I was asked this question today.  Its one of my favorite questions to answer but I’ve never wrote it down.  Today I did so here it is.  Let me know if you agree or if you have other thoughts.

For a long time VMware’s max LUN size was 2TB.  This restriction was not a big issue to many but some wanted larger LUN sizes because of an application requirement. In these cases it was typically one or only a few VM’s accessing the large datastore/LUN.  vSphere 5 took the LUN size limit from 2 TB to 64TB.  Quite a dramatic improvement and hopefully big enough to satisfy those applications.
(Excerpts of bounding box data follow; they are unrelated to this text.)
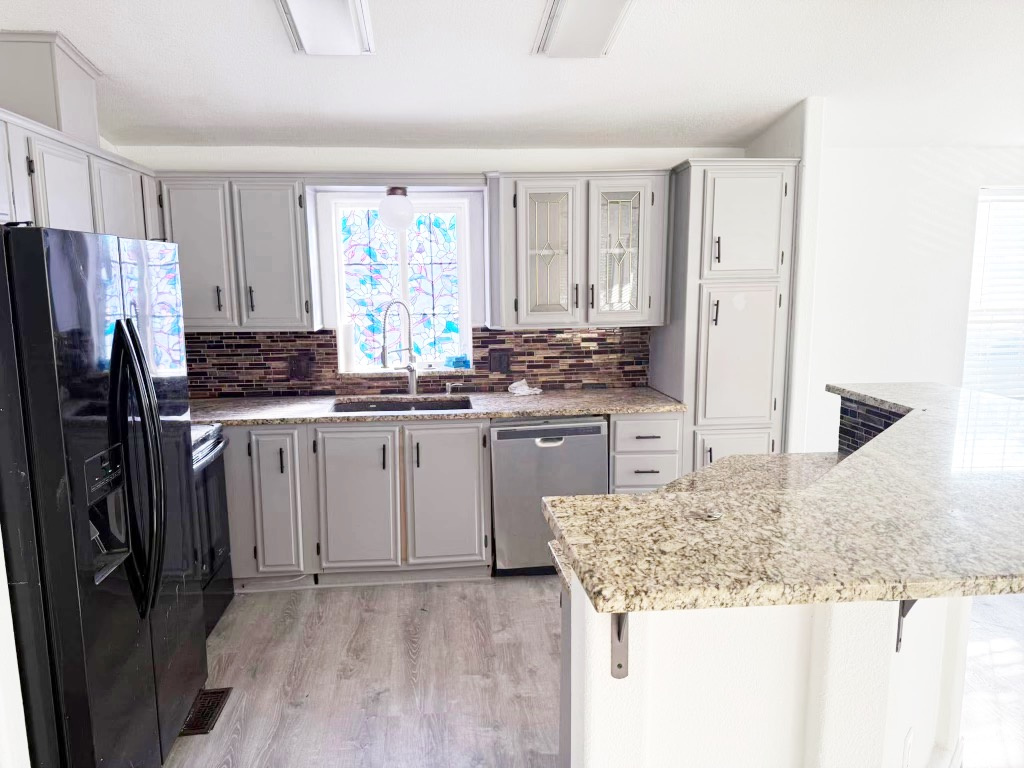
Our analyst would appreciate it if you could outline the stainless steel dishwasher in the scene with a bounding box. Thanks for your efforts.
[490,417,608,574]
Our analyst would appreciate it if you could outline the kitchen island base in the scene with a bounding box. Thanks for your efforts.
[562,571,971,768]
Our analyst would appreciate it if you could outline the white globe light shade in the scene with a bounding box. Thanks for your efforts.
[379,186,414,232]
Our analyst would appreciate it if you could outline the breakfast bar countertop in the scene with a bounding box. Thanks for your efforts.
[544,384,1024,612]
[189,387,686,427]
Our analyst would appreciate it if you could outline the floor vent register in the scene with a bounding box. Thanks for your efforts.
[181,688,231,736]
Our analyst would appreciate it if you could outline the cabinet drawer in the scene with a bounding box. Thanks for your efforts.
[612,454,679,487]
[612,419,681,454]
[611,485,660,496]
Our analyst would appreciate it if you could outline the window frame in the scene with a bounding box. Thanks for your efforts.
[315,187,478,375]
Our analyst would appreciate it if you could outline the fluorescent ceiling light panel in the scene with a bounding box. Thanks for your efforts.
[278,0,374,56]
[534,0,634,58]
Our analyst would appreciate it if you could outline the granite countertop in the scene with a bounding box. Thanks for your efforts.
[548,542,571,592]
[545,384,1024,612]
[189,387,686,427]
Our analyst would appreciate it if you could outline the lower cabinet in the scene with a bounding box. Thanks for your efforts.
[249,428,303,573]
[225,421,490,585]
[693,427,775,469]
[406,422,489,564]
[315,427,401,570]
[610,413,683,494]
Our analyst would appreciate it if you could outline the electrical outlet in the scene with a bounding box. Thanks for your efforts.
[487,349,512,374]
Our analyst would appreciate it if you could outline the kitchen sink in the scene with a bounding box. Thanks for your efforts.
[331,397,473,414]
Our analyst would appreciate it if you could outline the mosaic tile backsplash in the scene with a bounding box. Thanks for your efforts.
[839,397,904,456]
[185,328,650,397]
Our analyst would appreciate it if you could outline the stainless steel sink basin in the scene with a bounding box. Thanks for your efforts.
[331,397,473,414]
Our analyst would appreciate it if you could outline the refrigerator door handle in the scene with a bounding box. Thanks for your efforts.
[111,319,160,618]
[125,319,167,609]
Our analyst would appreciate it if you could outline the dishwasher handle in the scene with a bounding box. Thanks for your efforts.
[534,435,565,447]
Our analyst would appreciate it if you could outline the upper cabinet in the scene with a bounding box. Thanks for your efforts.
[28,134,96,232]
[587,178,653,324]
[702,168,790,279]
[162,176,321,331]
[648,158,799,470]
[516,179,583,326]
[231,180,310,328]
[89,157,145,240]
[0,116,161,240]
[142,176,167,240]
[487,173,668,328]
[0,123,14,224]
[163,178,239,329]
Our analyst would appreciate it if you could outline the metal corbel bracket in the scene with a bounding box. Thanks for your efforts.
[611,613,630,680]
[896,600,918,653]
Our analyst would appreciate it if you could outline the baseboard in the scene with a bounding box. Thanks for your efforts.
[234,565,490,594]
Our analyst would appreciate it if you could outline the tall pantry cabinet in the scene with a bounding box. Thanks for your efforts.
[649,159,799,471]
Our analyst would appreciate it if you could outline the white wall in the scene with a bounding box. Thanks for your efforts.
[118,146,743,173]
[0,536,29,768]
[790,140,1024,451]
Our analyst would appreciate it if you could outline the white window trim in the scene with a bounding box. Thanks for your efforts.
[315,189,478,375]
[963,187,1024,399]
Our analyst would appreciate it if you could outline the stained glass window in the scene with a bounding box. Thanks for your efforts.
[336,207,465,368]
For general purpose VMs, prior to vSphere 4.1, the best practice was to keep LUN sizes smaller than 2TB (i.e. even though ESX supports 2TB LUNs, don’t make them that big).  500GB was often recommended.  1TB was OK too.  But it really depended on a few factors.  In general, the larger the LUN the more VM’s it can support.  The reason for keeping the LUN sizes small in the past was to limit the number of VM’s per datastore/LUN.  The implication of putting too many VM’s on a datastore/LUN is that performance would suffer.  First reason is that vSphere’s native multipathing only leverages one path at a time per datastore/LUN.  So if you have multiple datastores/LUN’s then you can leverage multiple paths at the same time.  Or, you could go with EMC’s PowerPath/VE to better load balance the IO workload.  Second reason is with block storage for vSphere 4.0 and earlier there was a hardware locking issue.  This meant that if a VM was powered on, off, suspended, cloned,… then the entire datastore/LUN was locked until the operation was complete thus freezing out the other VM’s utilizing that same datastore/LUN.  This was resolved in vSphere 4.1 with VAAI Hardware Offload Locking assuming the underlying storage array supported the API’s.  But before VAAI, keeping the LUN sizes small helped administrators limit the number of VM’s on a single datastore/LUN thus reducing the effects of the locking and pathing issues.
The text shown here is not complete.